Fresh Herbs and Garnishes

  • Fresh basil, torn
  • Fresh cilantro, chopped
  • Chopped scallions
  • Salt and pepper to taste
  • Lime wedges for serving


Instructions

  1. Sauté Aromatics: Heat olive oil in a large pot over medium-high heat. Add the finely chopped onion and sauté for 5 minutes until soft and translucent, developing the base flavor of the soup.
  2. Add Ginger, Garlic, and Curry Paste: Stir in the grated fresh ginger, minced garlic, and Thai red curry paste. Cook for 30 seconds, stirring continuously to release the aromatic oils and blend the flavors well.
  3. Add Liquids and Noodles: Pour in the chicken or vegetable broth, water, and lime juice. Bring the mixture to a gentle boil, then add the uncooked rice noodles to cook directly in the broth.
  4. Incorporate Coconut Milk and Chicken: Stir in the full-fat coconut milk and shredded cooked chicken. Reduce heat to low and let the soup simmer gently for 10 minutes, allowing the flavors to meld and the noodles to soften fully.
  5. Finish with Fresh Herbs and Seasoning: Just before serving, stir in the torn basil, chopped cilantro, and scallions. Season with salt and pepper to taste.
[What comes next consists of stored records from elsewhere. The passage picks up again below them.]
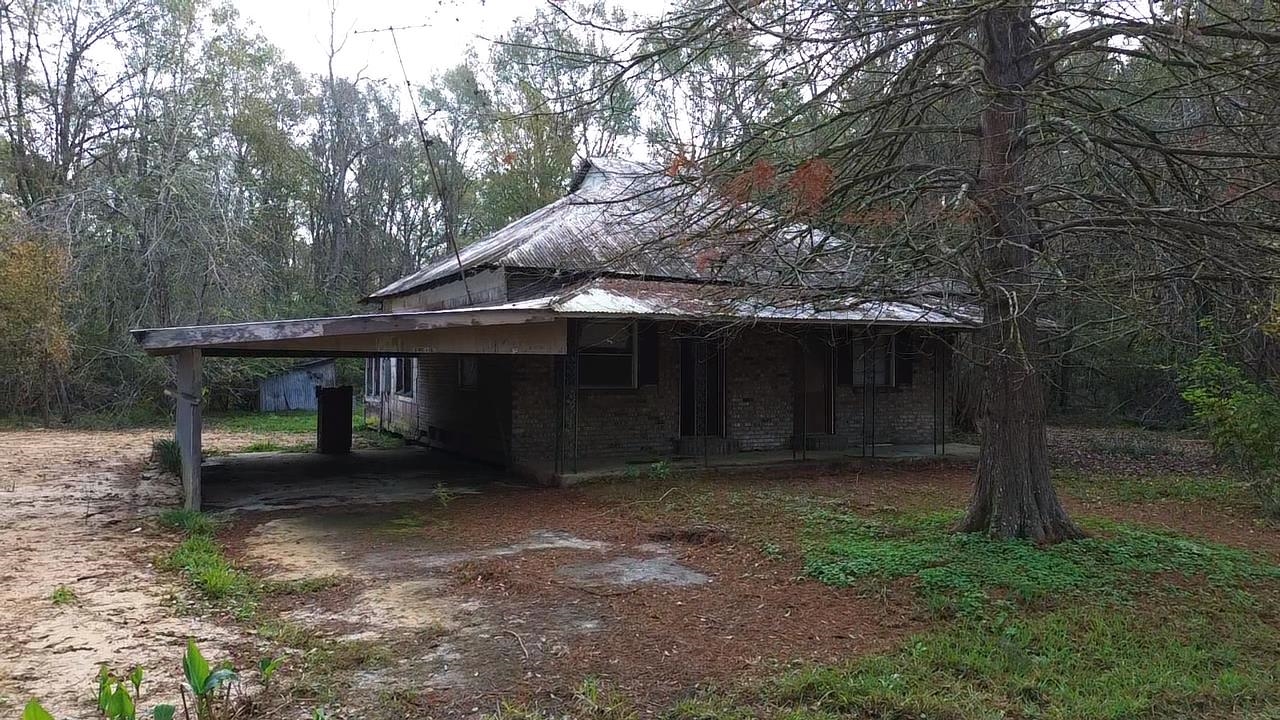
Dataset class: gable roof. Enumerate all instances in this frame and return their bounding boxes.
[366,158,854,300]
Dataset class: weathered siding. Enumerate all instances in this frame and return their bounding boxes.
[257,360,338,413]
[417,355,520,462]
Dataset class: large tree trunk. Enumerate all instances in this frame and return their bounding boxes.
[960,4,1083,542]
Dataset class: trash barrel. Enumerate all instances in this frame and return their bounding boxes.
[316,386,352,455]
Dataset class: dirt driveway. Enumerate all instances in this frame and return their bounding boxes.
[0,422,1280,719]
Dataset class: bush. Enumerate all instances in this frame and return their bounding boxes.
[1183,347,1280,518]
[151,438,182,475]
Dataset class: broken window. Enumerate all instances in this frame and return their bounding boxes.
[577,322,636,389]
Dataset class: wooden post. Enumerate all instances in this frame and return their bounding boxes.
[177,348,202,510]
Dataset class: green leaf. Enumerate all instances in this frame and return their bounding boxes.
[129,665,146,697]
[106,683,137,720]
[200,667,238,696]
[22,698,54,720]
[257,657,283,685]
[97,665,111,712]
[182,639,209,697]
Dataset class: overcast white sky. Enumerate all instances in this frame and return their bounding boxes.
[234,0,668,92]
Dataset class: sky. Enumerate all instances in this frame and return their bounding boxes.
[233,0,668,95]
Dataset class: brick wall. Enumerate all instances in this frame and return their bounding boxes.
[384,324,957,477]
[577,324,680,457]
[724,328,796,450]
[417,354,515,462]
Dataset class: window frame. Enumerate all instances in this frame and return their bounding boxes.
[577,319,640,391]
[392,356,417,397]
[365,357,383,397]
[836,333,899,389]
[458,355,480,392]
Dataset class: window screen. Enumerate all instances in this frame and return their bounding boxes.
[396,357,413,397]
[577,322,636,388]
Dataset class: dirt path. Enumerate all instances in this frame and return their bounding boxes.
[0,429,302,717]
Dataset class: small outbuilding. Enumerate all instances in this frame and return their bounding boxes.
[257,357,338,413]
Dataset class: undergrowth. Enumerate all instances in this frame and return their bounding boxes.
[805,512,1280,616]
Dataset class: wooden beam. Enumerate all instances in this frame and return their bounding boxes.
[133,307,554,355]
[174,348,202,510]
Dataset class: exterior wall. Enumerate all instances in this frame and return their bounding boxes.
[257,360,338,413]
[365,357,425,439]
[360,323,950,478]
[724,328,796,450]
[417,355,506,462]
[577,324,680,457]
[835,338,951,447]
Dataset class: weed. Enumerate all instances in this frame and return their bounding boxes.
[805,504,1280,615]
[573,678,637,720]
[760,542,783,560]
[156,507,218,536]
[22,698,54,720]
[771,594,1280,720]
[151,438,182,475]
[649,460,671,480]
[435,483,458,510]
[260,575,347,594]
[49,585,79,605]
[160,514,261,619]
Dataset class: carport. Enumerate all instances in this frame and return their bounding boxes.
[133,304,568,510]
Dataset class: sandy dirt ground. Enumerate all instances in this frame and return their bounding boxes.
[0,430,1280,720]
[0,429,308,717]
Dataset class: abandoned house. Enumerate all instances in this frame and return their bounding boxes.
[134,159,974,507]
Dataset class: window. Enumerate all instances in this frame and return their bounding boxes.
[458,355,480,389]
[394,357,413,397]
[836,334,897,387]
[577,323,636,388]
[365,357,383,397]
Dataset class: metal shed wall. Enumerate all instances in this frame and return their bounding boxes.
[257,360,338,413]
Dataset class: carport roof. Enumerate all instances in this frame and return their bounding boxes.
[133,278,980,356]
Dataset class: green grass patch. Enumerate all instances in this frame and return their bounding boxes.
[160,510,261,619]
[768,597,1280,720]
[805,512,1280,616]
[1055,473,1256,506]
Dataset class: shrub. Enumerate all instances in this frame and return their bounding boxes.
[151,438,182,475]
[1183,347,1280,518]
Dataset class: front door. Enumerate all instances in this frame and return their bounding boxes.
[803,342,832,434]
[680,340,724,437]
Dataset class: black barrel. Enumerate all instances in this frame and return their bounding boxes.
[316,386,352,455]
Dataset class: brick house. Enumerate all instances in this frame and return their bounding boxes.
[365,159,972,479]
[133,159,977,507]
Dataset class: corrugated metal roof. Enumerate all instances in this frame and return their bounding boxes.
[498,278,982,328]
[370,158,858,299]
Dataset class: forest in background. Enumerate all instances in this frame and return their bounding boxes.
[0,0,1275,424]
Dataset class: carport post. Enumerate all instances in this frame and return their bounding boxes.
[175,347,202,510]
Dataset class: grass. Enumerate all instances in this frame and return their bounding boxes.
[650,498,1280,720]
[1053,473,1257,507]
[805,512,1280,616]
[159,510,261,619]
[767,597,1280,720]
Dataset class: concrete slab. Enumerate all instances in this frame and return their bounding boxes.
[202,446,511,511]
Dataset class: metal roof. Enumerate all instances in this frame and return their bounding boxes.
[369,158,860,300]
[509,278,982,329]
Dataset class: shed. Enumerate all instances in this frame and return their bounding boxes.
[257,357,338,413]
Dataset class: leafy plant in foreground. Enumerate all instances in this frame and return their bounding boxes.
[1183,347,1280,518]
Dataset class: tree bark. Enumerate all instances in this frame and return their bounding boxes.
[959,3,1084,543]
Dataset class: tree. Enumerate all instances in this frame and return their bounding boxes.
[586,0,1280,542]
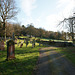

Serve hot with lime wedges for added zest.

Notes

  • Use cooked shredded chicken to save time; rotisserie chicken works well.
  • Adjust the amount of red curry paste based on your spice preference.
  • Substitute rice noodles with other noodle types if desired, adjusting cooking times accordingly.
  • For a vegetarian version, use vegetable broth and tofu instead of chicken.
  • Leftovers store well in the refrigerator for up to 3 days, and the noodles may absorb more liquid when reheated.